Since news of Gil Scott-Heron‘s passing made the rounds this past Friday, I’ve tried to kick around a few ideas, but couldn’t really find a way to talk about what exactly he and his work mean to me. In spite of that, here’s something anyway.

Because of my age, I obviously was exposed to him well past his ’70s and early ’80s heyday. This exposure came mostly through the samples of his work that ran like a thread through hip hop, affixing those songs with an instant urgency. And, of course, “The Revolution Will Not Be Televised” had more than left its mark on the American consciousness. The title of the poem/song had lost some of its significance by the time I was coming of age, becoming somewhat of a catchphrase bandied about with no real significance. Still, I felt like there was something there calling to me.
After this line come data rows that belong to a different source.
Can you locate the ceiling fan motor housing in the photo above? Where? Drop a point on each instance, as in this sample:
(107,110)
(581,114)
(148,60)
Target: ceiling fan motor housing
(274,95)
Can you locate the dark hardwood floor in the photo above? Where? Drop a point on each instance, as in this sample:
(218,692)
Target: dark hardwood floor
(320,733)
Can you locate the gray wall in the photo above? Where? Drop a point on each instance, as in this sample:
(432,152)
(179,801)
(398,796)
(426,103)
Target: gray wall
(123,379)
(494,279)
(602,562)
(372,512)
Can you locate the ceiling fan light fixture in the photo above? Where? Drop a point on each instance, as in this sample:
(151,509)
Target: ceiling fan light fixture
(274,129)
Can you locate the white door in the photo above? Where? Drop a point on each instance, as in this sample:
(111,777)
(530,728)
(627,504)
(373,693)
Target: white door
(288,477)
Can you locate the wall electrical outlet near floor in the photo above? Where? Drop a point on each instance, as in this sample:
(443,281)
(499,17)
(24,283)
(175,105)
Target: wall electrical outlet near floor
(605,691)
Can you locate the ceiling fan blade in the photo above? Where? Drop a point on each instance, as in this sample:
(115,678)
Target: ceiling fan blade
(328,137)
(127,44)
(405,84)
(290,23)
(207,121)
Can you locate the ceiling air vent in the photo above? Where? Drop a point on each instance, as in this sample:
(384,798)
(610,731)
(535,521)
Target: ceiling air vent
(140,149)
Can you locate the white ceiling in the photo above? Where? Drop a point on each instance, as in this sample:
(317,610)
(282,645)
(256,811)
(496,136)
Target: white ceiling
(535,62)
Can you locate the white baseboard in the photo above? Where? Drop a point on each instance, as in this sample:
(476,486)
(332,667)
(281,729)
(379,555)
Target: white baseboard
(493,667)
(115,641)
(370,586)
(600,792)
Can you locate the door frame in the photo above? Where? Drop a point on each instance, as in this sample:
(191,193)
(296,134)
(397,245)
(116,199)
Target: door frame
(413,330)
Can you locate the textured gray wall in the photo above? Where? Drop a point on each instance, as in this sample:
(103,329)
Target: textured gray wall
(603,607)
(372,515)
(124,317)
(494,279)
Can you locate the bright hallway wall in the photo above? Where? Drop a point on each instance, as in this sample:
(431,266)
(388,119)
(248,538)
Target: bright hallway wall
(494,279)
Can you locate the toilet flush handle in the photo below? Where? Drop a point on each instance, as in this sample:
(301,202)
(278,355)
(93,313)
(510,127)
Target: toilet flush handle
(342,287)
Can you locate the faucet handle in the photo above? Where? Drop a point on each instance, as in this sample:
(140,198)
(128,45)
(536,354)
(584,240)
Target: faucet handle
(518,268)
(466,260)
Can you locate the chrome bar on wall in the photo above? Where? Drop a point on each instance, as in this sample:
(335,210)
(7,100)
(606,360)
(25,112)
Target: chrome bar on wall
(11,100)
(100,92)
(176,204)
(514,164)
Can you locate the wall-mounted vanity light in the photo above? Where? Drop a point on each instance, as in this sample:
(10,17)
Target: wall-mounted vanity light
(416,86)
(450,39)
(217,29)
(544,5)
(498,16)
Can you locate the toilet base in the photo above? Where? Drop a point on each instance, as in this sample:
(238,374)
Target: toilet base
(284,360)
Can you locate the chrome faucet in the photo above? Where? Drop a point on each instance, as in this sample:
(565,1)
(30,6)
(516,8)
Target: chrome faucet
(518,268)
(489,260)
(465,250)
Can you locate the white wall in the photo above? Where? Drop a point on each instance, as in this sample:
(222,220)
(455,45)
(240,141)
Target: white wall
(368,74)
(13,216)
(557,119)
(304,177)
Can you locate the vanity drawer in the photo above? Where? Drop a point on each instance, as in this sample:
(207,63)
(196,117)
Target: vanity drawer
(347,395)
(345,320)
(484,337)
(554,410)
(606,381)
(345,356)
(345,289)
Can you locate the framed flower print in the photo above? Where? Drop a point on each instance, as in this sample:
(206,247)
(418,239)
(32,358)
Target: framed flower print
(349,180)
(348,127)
However, it wasn’t until the late nineties and early aughts, when I was first delving into spoken word, that I really became aware of him. This was around the time that I was obsessed with knowing any- and everything about the music to which I listened. As soon as I bought a CD, I would listen to it while reading its accompanying liner notes, paying special attention when a song mentioned a particular sample. Mos Def‘s Black on Both Sides  had a song called “Mr. Nigga” which had one of the funkiest, jazziest samples I’d ever heard. Imagine my surprise when I learned that the sample was a GSH song called “Legend in His Own Mind.” My mind was blown. I’d only associated him with poetry at this point, not knowing that he had done straight ahead music. From there, the digging began.  I found 1980 and Real Eyes and Pieces of a Man and Winter In America and songs like “We Almost Lost Detroit,” “Billy Green Is Dead,” and “Home Is Where the Hatred Is.” In fact, I’m still in the process of procuring his back catalog.

Now that he’s gone, hopefully a new generation will discover his work and it’s meaning. Though he suffered from his own personal demons, he was far too great a man and artist to simply be known as a sample. Last year he released I’m New Here and it seemed, at the age of 61, he was on the verge of a great career resurgence with a new yet still uncompromising sound. It’s too bad that now we don’t get to see exactly where that new sound could’ve went.

Like Langston, GSH was one of my writing heroes. His honesty, not only in his songs and poetry (he’d also published two novels), is what I strive for when I put words on a page. He was unafraid to expose his soul through his words so that the world could not only see him but also see his life and the lives of his people and the circumstances surrounding them all. Through all his faults, I can only hope to have the courage and conviction in my work that he had in his.

Thanks for your life and your inspiration Brother Gil.